2018年も今もあまり状況は変わらないと思いますが、どのメーカーもフラッグシップモデルはカメラ性能が売りで、大艦巨砲主義のような「果たしてそれは本当に需要があるのか」と思ってしまうような利用シーンや実生活におけるメリットを感じにくい機能ばかり増えていく……そんな退屈でマンネリ化したスマートフォン市場の中で、当時のAQUOS zeroは異彩を放っていたのです。


初代AQUOS zeroは当時のハイエンドSoC「Snapdragon 845」を搭載しながら、シングルカメラで目立った先進機能もなく、6.2インチで146gというストイックに限界まで削ぎ落とされた軽さだけが取り柄のスマートフォンでした。

この潔さに惹かれましたし、「本当は長時間使うヘビーユーザーにこそ軽いスマホが必要なのに、年々重くなっている」という開発者の方々の着眼点も素晴らしく、トレンドへのアンチテーゼとも言える仕様に惚れ込みました。

軽さだけが取り柄と書きましたが、一応「自社製有機ELを初搭載」「120Hz高速表示」「両端だけを丸めるのではなく全体を緩やかにカーブさせた、高コストなこだわりの特殊ディスプレイ」などの見どころもありました。軽量化のために採用されたアラミド繊維製の背面パネルにもオタク心をくすぐられました。

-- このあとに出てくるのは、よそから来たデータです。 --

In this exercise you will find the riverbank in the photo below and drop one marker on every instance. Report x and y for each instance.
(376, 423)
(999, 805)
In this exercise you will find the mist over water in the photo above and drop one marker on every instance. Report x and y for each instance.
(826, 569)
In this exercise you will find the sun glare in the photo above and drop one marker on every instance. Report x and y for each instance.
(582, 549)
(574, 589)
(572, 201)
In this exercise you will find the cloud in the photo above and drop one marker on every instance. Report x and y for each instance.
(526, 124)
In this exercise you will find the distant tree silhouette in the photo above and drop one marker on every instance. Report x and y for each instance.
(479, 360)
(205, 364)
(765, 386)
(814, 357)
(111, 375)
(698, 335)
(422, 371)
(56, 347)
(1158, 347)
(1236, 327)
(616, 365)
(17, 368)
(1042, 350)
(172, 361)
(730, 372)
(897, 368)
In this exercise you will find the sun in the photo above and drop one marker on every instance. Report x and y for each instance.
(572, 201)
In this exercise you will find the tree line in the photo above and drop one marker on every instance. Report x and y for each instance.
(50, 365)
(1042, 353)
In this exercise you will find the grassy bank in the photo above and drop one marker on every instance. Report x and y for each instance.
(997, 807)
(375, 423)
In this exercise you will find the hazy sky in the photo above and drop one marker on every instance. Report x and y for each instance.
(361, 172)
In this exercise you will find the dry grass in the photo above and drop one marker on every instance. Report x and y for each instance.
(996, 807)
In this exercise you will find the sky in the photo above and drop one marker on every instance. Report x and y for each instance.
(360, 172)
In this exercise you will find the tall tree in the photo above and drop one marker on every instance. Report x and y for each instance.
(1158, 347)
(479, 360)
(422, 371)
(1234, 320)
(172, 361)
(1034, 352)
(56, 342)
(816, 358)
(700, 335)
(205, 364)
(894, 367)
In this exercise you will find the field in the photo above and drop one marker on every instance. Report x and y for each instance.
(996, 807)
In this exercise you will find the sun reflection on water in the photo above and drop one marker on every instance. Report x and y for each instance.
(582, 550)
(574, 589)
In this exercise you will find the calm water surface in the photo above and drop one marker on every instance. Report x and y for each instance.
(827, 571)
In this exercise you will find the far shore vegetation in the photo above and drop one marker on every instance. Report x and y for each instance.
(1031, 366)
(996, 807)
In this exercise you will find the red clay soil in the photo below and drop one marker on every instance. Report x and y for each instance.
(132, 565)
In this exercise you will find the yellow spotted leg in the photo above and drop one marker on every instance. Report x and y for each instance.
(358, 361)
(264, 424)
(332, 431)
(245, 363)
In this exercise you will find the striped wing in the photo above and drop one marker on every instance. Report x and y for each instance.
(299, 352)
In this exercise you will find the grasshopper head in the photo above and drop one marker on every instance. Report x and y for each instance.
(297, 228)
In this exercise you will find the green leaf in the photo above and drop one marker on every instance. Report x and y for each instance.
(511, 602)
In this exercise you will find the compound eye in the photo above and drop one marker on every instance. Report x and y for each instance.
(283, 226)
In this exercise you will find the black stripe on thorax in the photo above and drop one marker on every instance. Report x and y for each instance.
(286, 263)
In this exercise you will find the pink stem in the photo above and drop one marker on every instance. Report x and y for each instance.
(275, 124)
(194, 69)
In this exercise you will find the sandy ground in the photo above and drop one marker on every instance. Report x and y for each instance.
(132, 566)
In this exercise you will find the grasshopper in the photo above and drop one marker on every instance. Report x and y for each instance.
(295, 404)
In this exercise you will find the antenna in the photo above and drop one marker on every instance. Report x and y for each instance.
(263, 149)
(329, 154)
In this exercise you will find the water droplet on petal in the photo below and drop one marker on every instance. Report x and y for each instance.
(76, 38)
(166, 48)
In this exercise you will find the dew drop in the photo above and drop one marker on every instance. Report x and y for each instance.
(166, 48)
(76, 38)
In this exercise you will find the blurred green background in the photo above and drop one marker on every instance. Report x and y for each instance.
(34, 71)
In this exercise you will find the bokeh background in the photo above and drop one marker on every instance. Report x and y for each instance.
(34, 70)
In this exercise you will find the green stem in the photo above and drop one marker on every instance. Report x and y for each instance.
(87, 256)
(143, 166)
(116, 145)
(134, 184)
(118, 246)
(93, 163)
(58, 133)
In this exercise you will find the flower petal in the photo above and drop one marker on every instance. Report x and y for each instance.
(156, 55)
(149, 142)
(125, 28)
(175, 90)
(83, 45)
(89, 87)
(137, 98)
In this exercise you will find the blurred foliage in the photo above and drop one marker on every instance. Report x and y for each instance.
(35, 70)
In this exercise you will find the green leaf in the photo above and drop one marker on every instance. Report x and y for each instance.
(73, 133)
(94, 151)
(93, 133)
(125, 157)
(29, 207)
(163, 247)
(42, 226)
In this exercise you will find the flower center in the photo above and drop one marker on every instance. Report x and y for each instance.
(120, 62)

発表直後に購入を決意し、後からソフトバンク独占販売と分かり落胆し、欲しくもないソフトバンク回線を契約してまで購入し、後出しでSIMフリー版を出されて苦笑。そんなことも今となっては良い思い出です。

初物の自社製有機ELの品質は酷いものでしたし、カメラはとても2018年の10万円クラスの機種とは思えないぐらいお粗末な写りでしたが、それを差し引いても唯一無二の存在であり、製品としての出来は落第点だなと思いつつ不思議と愛着が湧く機種でした。


そして1年後。あんな一発屋としか思えないキワモノだったAQUOS zeroにまさかの後継機が登場しました。軽量、有機EL、高速表示という特徴はそのまま。しかも、初代の反響を受けて今度は3キャリアに投入されるという大出世です。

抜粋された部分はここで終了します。